I have listened to the cast. I'm totally on board. I would like some help in justifying the ROI to management. Once presented with the idea, I know management will immediately calculate the time away from the line and try to crush the idea into a million pieces. I am confident I can present the soft benefits.
Scope: 15 line workers
O3 "Unproductive" time per week: 7.5 hrs
Cost per hour/line worker: $30
Cost per hour/supervisor: $40
Total Cost Investment: $525/week = $27,300 per year
Total return: ?
Well... what *are* the benefits?
Given that you're "totally on board", I assume that you're all over the benefits of O3s. They may not be *directly* quantifiable, but with a little work you can make them numeric.
Take, for instance, job satisfaction. If someone is satisfied in their job, they're less likely to leave.
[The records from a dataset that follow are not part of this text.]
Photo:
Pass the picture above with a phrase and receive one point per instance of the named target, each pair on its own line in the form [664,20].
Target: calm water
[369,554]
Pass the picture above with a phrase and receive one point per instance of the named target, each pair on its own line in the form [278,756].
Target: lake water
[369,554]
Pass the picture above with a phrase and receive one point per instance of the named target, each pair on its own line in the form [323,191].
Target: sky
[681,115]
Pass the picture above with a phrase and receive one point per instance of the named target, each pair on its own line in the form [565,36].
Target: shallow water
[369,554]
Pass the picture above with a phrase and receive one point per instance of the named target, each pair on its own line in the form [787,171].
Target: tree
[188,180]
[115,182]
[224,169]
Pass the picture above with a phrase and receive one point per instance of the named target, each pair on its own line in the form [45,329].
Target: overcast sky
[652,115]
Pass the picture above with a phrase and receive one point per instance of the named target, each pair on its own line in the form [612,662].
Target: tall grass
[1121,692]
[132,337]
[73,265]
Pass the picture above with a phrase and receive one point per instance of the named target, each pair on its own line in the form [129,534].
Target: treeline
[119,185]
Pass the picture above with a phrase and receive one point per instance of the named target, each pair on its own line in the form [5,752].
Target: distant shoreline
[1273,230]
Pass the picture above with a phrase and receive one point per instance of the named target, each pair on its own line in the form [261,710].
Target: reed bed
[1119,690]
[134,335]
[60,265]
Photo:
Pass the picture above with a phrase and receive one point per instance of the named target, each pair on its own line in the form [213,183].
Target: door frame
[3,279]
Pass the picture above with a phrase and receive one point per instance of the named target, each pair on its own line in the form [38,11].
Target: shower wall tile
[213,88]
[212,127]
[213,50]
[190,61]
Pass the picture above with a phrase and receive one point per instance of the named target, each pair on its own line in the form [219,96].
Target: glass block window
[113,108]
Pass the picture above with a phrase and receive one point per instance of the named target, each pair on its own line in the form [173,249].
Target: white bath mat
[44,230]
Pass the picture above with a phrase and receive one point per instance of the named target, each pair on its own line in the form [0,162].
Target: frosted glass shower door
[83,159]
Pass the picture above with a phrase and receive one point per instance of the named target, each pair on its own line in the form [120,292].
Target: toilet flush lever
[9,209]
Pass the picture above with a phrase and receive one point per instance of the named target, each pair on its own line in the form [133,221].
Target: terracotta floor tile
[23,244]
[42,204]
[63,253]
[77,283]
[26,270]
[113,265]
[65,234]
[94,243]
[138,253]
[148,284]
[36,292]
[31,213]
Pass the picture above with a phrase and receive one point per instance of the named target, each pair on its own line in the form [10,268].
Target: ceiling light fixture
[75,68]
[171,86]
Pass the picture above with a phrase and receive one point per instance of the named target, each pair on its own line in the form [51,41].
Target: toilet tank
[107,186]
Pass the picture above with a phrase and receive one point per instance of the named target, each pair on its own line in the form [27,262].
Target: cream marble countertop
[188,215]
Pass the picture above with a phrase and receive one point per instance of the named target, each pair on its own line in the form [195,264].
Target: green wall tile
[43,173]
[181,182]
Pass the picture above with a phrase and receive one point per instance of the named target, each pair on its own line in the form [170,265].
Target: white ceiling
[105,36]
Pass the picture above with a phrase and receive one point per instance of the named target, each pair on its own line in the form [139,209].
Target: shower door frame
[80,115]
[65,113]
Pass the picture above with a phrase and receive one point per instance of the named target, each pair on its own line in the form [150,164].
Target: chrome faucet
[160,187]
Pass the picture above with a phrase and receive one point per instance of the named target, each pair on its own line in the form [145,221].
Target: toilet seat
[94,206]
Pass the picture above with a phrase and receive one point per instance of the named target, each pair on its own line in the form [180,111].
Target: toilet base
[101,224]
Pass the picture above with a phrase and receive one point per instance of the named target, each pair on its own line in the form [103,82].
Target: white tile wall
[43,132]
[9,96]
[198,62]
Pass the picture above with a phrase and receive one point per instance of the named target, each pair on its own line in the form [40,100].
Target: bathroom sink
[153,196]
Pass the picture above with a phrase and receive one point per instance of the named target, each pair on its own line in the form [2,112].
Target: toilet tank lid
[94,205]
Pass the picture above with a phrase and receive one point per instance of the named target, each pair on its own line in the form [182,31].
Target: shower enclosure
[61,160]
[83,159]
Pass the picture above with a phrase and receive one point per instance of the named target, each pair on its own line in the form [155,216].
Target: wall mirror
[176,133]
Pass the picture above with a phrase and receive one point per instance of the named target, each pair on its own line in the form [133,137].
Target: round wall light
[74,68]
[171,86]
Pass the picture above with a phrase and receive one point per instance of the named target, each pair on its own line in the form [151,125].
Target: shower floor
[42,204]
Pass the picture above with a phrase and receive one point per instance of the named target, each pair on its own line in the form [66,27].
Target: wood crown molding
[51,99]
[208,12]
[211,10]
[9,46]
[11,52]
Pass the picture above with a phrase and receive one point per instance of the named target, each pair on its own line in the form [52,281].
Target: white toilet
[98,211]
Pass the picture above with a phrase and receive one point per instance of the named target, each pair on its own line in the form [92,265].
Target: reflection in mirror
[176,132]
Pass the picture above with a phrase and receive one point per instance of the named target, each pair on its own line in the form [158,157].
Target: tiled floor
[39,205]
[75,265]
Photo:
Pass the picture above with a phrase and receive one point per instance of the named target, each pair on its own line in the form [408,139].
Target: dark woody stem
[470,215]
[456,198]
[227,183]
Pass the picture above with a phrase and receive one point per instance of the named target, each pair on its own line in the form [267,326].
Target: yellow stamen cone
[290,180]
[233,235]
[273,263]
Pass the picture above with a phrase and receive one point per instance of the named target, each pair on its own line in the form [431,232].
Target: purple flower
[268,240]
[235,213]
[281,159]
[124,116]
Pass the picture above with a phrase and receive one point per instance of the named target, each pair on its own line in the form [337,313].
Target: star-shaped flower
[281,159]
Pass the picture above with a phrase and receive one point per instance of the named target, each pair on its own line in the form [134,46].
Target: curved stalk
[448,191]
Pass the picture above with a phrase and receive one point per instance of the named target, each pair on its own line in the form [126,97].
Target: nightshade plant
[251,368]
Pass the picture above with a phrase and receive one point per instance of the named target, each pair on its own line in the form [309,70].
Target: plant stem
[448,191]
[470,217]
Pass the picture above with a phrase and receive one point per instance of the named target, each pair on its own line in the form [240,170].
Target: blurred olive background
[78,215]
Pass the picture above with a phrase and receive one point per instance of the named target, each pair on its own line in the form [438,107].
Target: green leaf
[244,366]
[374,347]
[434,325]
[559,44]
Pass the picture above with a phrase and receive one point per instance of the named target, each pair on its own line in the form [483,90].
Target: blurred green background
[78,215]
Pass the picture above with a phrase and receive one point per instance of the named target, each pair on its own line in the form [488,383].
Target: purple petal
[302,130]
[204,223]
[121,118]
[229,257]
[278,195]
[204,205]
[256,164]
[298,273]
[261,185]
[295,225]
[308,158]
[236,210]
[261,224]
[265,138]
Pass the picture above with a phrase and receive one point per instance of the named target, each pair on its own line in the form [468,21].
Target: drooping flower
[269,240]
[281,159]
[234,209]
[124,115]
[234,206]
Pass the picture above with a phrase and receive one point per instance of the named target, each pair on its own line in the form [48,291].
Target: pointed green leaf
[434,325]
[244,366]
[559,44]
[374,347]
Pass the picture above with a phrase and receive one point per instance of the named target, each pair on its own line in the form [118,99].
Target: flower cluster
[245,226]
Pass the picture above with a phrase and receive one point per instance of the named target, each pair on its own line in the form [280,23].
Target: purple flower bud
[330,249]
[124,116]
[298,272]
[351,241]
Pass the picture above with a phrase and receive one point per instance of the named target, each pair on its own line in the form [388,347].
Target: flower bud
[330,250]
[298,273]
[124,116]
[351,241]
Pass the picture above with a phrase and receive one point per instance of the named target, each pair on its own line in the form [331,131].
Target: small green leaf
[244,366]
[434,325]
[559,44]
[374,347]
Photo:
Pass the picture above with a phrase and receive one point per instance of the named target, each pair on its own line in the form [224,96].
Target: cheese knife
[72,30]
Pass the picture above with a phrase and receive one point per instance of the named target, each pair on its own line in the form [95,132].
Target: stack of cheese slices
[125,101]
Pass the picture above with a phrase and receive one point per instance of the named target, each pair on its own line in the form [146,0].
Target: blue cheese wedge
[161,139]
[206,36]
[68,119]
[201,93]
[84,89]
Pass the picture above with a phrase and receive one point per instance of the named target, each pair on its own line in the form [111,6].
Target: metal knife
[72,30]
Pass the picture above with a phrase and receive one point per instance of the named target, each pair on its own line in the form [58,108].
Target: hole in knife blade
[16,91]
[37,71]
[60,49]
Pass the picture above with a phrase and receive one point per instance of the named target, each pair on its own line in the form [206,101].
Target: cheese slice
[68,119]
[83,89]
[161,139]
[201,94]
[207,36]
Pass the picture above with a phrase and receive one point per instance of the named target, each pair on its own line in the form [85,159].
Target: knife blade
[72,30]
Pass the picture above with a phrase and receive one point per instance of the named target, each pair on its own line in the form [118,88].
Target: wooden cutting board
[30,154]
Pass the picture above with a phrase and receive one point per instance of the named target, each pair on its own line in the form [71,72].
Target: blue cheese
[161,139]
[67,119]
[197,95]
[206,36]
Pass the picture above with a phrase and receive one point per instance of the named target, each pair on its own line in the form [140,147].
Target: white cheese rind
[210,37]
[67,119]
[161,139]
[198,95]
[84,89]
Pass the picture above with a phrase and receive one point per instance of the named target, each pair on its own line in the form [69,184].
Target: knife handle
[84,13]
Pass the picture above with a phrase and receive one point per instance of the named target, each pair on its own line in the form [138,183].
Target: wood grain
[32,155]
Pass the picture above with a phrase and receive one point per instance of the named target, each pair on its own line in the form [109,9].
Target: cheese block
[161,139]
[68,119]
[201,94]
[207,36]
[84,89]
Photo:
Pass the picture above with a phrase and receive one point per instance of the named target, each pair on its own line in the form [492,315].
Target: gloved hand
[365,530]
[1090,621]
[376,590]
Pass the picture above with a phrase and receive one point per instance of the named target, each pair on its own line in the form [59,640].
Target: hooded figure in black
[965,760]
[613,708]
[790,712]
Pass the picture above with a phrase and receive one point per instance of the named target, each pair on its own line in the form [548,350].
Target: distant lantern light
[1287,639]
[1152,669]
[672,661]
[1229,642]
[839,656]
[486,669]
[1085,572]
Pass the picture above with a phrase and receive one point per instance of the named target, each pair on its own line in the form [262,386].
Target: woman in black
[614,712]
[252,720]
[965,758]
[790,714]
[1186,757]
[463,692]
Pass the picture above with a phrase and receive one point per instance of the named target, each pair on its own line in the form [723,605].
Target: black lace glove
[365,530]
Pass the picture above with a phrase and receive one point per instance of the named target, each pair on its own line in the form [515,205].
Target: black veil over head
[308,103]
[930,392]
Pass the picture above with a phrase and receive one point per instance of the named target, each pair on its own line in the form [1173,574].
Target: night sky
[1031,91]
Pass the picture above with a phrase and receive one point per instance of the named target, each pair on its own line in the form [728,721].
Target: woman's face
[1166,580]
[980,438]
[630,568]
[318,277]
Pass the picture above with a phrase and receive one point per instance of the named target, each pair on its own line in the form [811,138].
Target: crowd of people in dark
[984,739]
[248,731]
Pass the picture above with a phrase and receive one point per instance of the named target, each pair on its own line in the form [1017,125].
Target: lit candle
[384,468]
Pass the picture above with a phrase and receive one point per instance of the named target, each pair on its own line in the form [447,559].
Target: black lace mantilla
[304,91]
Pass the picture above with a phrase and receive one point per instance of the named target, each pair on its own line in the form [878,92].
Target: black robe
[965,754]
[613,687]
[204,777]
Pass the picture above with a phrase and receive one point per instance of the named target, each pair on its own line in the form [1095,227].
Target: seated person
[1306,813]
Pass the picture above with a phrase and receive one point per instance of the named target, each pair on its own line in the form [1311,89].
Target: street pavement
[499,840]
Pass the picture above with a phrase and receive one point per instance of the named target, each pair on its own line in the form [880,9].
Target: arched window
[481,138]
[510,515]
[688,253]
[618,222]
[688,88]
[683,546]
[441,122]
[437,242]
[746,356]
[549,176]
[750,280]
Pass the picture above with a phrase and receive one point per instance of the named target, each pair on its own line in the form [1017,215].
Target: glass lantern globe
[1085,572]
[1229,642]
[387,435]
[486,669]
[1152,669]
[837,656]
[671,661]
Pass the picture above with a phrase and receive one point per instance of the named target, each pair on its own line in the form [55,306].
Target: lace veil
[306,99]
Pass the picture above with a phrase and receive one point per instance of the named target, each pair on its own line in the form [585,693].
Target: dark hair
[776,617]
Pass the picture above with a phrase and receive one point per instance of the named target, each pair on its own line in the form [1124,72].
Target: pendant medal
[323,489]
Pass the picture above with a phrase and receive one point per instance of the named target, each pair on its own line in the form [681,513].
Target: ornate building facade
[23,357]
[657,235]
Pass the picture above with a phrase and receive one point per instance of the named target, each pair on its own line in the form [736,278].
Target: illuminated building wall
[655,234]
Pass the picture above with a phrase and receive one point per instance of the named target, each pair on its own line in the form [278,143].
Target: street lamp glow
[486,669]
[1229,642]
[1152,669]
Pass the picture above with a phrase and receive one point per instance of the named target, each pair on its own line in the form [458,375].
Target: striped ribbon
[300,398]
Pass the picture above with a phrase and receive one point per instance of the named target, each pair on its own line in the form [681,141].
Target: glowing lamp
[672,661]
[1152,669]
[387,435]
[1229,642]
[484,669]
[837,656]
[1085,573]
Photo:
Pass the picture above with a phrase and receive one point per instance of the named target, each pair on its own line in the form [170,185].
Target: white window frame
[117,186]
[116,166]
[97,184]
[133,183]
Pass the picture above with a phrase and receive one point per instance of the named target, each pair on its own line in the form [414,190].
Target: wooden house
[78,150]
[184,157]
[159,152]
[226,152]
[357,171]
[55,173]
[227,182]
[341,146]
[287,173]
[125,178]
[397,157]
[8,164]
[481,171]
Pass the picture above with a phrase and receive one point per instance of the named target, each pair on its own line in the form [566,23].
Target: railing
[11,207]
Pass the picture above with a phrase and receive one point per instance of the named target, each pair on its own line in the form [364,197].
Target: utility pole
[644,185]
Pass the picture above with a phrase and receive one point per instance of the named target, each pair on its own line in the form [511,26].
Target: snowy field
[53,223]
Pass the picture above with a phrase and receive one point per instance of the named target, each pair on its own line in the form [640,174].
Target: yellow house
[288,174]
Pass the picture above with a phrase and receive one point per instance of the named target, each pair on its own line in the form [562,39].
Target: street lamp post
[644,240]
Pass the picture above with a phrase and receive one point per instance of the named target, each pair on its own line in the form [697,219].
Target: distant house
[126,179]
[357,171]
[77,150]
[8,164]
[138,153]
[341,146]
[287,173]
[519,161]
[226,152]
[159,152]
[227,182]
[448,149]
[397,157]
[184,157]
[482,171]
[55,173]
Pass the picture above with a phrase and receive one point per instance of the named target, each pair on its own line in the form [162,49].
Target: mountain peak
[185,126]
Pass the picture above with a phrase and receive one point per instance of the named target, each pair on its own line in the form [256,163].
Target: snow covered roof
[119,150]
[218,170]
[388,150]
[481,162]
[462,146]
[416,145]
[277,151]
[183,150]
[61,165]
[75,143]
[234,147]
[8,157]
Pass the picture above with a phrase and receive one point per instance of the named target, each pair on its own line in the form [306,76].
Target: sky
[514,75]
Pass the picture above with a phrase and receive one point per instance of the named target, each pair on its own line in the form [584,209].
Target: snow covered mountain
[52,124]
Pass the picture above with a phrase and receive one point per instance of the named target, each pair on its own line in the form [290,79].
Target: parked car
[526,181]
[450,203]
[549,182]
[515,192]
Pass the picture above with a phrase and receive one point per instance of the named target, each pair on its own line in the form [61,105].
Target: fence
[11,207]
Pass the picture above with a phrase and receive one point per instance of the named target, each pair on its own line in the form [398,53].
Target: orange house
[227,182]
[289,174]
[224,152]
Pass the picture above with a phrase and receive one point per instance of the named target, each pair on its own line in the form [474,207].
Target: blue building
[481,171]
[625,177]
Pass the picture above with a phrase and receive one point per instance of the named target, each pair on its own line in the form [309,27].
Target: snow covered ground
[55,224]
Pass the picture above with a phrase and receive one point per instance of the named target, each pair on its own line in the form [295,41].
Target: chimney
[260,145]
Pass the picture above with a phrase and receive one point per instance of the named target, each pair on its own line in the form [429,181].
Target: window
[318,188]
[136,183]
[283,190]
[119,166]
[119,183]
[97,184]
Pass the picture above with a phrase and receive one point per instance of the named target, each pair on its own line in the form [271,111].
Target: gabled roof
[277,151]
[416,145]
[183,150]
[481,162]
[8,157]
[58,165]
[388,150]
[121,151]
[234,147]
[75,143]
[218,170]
How much does it cost to hire and train a new employee (don't forget both the direct costs -- recruiting, etc -- and also the indirect costs, like loss of productivity during a ramp-up period, the time needed by others to train the new guy, unemployment insurance premiums, possible lost sales due to lack of production... the list goes on and on). Estimate how many less people might leave because of O3s (my personal count, over 18 months of doing them, is one voluntary departure of a person managed by me, versus four from people in similar positions to my directs, but who weren't managed by me -- your mileage may vary).
For every benefit you can think of for O3s, you can reduce it to a bottom line number. Those numbers might not be exact, but you can at least make some reasonable assumptions to bring it down to a dollar figure. Add a few of those up and you'll probably be able to make a case to make your O3s an hour long!
sell it as a pilot
If you can't quantify the benefits to the satisfaction of your manager, can you sell it as a pilot project? Tell them the reasons why you expect it will save the company money in the long run, find some metrics you believe will be directly impacted, and track those metrics after you start doing the O3's. While improvement may not be directly attributable to the meetings, if there are no other significant changes you will have a very good case.
While this is a "soft" metric, I have used the 12 question employee satisfaction survey from the book "First Break all the Rules". They are backed by a significant amount of research and there have been direct correlations made between positive answers to those questions and company profitability. I can almost guarantee that if you had your employees take that survey before starting the one on one meetings, then again say 3 months later, there would be a significant difference.